Goals & Learning Outcomes
While specific learning objectives are developed in accord with the department’s specific fields of study (the three major concentrations, the California Cultural Studies program, the two tracks of the department’s graduate studies program), the department concurs upon a generalized cluster of of learning goals it sees as fundamental for undergraduate and graduate students alike.

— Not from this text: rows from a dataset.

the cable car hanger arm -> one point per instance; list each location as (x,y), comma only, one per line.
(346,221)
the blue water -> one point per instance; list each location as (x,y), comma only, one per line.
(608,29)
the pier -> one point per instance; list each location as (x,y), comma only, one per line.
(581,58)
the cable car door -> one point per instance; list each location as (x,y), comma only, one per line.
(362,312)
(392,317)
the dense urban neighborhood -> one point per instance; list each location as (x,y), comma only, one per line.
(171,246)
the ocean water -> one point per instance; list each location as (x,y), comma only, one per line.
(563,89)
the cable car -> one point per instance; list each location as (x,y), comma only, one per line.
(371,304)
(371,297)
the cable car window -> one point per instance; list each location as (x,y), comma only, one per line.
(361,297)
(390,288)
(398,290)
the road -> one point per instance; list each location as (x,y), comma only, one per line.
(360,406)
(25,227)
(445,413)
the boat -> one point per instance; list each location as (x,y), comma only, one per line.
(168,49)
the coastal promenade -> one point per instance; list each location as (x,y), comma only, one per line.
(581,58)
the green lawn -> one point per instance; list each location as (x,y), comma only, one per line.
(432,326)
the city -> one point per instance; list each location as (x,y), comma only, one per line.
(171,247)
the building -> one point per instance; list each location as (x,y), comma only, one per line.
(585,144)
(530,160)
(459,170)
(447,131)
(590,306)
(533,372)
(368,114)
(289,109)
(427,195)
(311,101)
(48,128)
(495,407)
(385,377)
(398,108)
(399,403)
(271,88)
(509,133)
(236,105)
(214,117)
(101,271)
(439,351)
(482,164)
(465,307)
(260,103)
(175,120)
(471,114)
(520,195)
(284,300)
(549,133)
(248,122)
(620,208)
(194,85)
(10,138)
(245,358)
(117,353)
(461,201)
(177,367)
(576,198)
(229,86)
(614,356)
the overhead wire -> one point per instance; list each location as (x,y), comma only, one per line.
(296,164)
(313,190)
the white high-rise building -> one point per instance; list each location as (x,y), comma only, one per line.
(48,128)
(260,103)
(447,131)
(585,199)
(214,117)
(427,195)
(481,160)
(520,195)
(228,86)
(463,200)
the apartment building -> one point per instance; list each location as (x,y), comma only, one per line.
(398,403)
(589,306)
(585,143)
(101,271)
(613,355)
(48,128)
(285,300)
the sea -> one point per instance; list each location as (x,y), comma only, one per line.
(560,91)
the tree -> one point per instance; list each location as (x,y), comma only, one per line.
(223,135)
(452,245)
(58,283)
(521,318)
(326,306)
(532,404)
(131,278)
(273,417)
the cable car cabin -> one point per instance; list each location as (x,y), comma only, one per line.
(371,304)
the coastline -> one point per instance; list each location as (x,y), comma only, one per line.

These department-wide learning goals include the following:
- The ability to read texts closely and to articulate the value of close reading in the study of literature and rhetoric.
- The ability to explicate texts written in a wide variety of forms, styles, structures, and modes.
- The ability to recognize and appreciate the importance of major literary genres, subgenres, and periods.
- The ability to respond imaginatively to the content and style of texts.
- The ability to write clearly, effectively, and imaginatively, and to accommodate writing style to the content and nature of the subject.
- The ability to develop and carry out research projects and to articulate them within appropriate conceptual and methodological frameworks.
- An understanding of the historical development of the English language and of literature written in English from Old English to the present.
- An understanding of the relations between culture, history, and texts.
- An understanding of the twofold nature of textual analysis:
- objective study from varied analytical perspectives
- subjective experience of the text’s aesthetic.
- Familiarity with a wide range of British and American literary works, as well as with selected authors and works of other literatures, including folk and popular forms.
- Familiarity with a wide range of literary terms and categories within literary history, theory, and criticism.
- Familiarity with the nature of literary canons and of canon-formation.
- Familiarity with basic practices of literary research and documentation, including electronic forms of information retrieval and communication.
- The exchange of ideas with faculty and students in classroom settings and office visits.
- The ability to complete cooperative projects with other students in discussion groups, writing activities, and study sessions.
- Involvement in the cultural life of the University.
- A sustained interest in language and literature.
- An awareness of the literary past.
- An enriched understanding of the complexities and nuances of the human experience across time and culture.
- Interest and involvement in intellectual, aesthetic, cultural, and sociopolitical issues.
- Increased critical awareness and intellectual independence.